Regional and Local Geology
The New England Orogen is interpreted to be a complex tectonic collage of terrains which accreted onto the eastern margin of Australia in the Late Palaeozoic (Flood, 1988). It forms the eastern part of the Palaeozoic – Early Mesozoic Tasman Fold Belt System and is subdivided into three provinces; Yarrol in the north, Gympie in the east and New England in the south (Flood, 1988). The Didcot permit lies within the eastern Gympie Province of the New England Orogen.

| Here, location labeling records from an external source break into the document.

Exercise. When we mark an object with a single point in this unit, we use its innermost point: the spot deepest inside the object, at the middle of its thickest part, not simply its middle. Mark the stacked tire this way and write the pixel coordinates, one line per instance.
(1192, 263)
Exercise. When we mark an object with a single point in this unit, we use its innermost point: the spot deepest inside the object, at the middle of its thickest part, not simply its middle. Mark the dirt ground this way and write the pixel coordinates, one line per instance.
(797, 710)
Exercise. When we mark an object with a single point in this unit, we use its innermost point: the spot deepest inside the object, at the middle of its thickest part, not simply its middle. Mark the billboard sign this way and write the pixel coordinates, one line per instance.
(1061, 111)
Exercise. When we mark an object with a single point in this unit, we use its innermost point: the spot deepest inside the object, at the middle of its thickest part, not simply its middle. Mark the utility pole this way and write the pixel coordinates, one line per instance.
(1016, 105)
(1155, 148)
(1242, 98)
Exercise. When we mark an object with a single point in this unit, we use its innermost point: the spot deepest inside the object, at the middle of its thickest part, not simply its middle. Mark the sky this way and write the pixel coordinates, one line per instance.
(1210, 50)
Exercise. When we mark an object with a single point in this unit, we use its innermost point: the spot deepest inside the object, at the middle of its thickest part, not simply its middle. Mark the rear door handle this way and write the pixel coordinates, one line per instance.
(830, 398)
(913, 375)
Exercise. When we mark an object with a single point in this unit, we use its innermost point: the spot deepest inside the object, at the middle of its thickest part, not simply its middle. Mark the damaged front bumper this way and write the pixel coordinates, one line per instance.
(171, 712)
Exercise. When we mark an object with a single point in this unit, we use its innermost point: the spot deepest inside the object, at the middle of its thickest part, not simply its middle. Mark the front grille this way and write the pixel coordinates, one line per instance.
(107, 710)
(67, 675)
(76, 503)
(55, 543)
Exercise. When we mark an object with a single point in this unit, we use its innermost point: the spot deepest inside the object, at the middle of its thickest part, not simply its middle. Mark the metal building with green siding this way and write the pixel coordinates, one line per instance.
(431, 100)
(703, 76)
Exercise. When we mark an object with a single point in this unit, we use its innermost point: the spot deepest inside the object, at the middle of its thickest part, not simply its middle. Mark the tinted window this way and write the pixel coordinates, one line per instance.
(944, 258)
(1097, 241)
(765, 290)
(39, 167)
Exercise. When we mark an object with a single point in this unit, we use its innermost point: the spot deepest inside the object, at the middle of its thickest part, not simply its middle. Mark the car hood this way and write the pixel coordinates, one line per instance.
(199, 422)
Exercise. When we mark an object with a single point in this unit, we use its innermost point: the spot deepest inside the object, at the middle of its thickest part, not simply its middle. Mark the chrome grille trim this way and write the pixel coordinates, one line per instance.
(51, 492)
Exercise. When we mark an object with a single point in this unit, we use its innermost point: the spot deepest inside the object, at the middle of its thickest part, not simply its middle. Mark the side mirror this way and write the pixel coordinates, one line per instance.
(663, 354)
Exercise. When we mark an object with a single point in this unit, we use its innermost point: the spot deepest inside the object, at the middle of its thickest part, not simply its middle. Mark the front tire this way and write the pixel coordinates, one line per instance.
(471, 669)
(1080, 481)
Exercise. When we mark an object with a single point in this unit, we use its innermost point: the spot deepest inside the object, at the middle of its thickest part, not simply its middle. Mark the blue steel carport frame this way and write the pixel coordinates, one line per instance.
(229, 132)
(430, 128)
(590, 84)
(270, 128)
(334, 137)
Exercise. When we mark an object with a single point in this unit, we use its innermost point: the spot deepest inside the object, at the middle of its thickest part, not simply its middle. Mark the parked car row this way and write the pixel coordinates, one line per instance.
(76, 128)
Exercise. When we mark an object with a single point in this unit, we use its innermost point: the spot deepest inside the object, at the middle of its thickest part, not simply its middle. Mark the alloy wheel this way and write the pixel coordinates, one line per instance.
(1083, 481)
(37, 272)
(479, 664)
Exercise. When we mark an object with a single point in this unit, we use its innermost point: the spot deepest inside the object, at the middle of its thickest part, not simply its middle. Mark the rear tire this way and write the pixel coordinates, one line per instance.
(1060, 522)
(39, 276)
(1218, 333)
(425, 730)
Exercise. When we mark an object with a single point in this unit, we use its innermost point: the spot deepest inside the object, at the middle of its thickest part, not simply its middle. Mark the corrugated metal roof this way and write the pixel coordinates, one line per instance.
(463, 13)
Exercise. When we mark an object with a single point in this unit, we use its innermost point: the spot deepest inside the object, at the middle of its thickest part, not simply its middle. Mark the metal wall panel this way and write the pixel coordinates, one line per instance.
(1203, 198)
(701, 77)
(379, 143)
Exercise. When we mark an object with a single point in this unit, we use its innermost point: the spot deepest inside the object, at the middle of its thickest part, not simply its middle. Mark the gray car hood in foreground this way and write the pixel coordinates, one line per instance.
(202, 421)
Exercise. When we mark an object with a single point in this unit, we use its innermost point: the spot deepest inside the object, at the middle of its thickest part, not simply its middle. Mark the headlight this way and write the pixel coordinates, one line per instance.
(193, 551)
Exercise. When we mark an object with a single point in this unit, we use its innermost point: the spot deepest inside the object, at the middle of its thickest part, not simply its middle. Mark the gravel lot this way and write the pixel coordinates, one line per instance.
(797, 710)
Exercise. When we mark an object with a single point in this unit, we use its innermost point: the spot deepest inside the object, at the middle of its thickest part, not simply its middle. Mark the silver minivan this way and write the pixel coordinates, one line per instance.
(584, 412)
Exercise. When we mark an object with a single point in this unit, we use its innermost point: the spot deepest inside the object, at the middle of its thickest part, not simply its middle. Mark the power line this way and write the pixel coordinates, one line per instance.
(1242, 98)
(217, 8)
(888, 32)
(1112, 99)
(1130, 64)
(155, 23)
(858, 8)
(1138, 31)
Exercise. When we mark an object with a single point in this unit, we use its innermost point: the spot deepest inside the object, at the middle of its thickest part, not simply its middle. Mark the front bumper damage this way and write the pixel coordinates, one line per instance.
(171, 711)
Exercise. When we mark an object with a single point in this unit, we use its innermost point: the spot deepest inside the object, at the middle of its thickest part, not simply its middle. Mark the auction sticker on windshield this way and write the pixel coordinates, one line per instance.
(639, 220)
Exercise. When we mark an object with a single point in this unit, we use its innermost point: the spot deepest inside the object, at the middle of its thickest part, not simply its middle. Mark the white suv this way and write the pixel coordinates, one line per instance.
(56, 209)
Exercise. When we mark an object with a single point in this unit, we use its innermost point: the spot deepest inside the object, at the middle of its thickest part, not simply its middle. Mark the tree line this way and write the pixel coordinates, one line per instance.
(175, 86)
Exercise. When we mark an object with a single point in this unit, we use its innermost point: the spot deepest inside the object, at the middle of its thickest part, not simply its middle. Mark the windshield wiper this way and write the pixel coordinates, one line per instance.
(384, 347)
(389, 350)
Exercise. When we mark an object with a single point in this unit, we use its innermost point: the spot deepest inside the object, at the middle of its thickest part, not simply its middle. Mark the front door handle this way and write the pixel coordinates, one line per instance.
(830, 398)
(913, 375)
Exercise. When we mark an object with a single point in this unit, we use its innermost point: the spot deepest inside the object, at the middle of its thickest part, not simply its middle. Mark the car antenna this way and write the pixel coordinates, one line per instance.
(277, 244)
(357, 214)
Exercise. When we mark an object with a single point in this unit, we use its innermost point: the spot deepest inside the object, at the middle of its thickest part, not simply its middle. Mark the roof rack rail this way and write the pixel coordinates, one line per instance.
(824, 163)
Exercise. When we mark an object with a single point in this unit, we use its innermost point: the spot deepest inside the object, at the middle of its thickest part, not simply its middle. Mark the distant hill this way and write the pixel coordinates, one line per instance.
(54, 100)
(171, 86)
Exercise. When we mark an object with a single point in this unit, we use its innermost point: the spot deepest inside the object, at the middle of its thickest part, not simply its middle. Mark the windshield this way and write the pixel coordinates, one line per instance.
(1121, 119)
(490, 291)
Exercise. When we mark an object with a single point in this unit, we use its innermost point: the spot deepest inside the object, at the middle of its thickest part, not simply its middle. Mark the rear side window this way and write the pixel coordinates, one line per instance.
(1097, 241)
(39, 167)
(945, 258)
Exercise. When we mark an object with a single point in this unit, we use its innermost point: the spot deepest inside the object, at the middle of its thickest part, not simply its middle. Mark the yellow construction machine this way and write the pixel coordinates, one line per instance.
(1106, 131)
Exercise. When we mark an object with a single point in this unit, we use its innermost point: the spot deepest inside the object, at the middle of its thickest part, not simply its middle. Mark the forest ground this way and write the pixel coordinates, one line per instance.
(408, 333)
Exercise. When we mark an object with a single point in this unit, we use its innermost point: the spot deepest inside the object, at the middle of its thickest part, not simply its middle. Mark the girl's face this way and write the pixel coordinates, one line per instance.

Cranfield (1989, 1994) identified and mapped the rocks on the Maryborough 1:250,000 sheet, identifying three major stratigraphic blocks in the region. These blocks young eastward from the Carboniferous Coastal Block, to the Late Carboniferous Goodnight Block and the Permian Gympie Block. The eastern and western portions of the Mt Shamrock tenement straddle the Goodnight Block and the Coastal Block respectively.
The Goodnight Block comprises the late Carboniferous – Permian Goodnight Beds, a sequence of deep marine siltstones, sandstones and cherts with lenses of mafic volcanics. The sequence has been metamorphosed to mid-greenschist facies during approximately E-W compression, forming schists and phyllites. The deformation produced NNE to NE trending upright folds and thrusts with a strongly developed axial planar schistosity. The Goodnight Beds are intruded by dioritic – granodioritic porphyries and intrusive stocks, with associated volcanism during the late Permian. Intrusive complexes are generally localised at the intersection of NE and NW, to NNW trending faults. These rocks are locally overlain by Triassic volcaniclastics of the Aranbanga volcanics within the Coastal Block.
Within the Didcot permit area, late Permian intrusives include the Chowey Granite, located south of the Gebangle prospect. Other intrusives include the Gebangle porphyritic diorite, and the Mt Shamrock intrusive complex. Other minor porphyry dykes and stocks occur in the area and tend to intrude along NE trending faults or at fault intersections.
Williams (1991) identified two phases of intrusive activity at Didcot. The main phase centred on Mt Ophir, forming an upper unit of andesitic to rhyolitic agglomerates and tuffs, and a lower unit comprising a rhyodacitic porphyry stock. There are widespread ring fractures associated with the complex, which are intruded by rhyolite dykes that often have brecciated margins.
The area is regarded as highly prospective for Intrusive Related Gold Systems such as Mt Rawdon and porphyry mineralisation such as Coalstoun. It is the contention of the Proprietors of Kangal Resources, that whilst the area has been heavily explored, it has not been effectively explored for this style of mineralisation.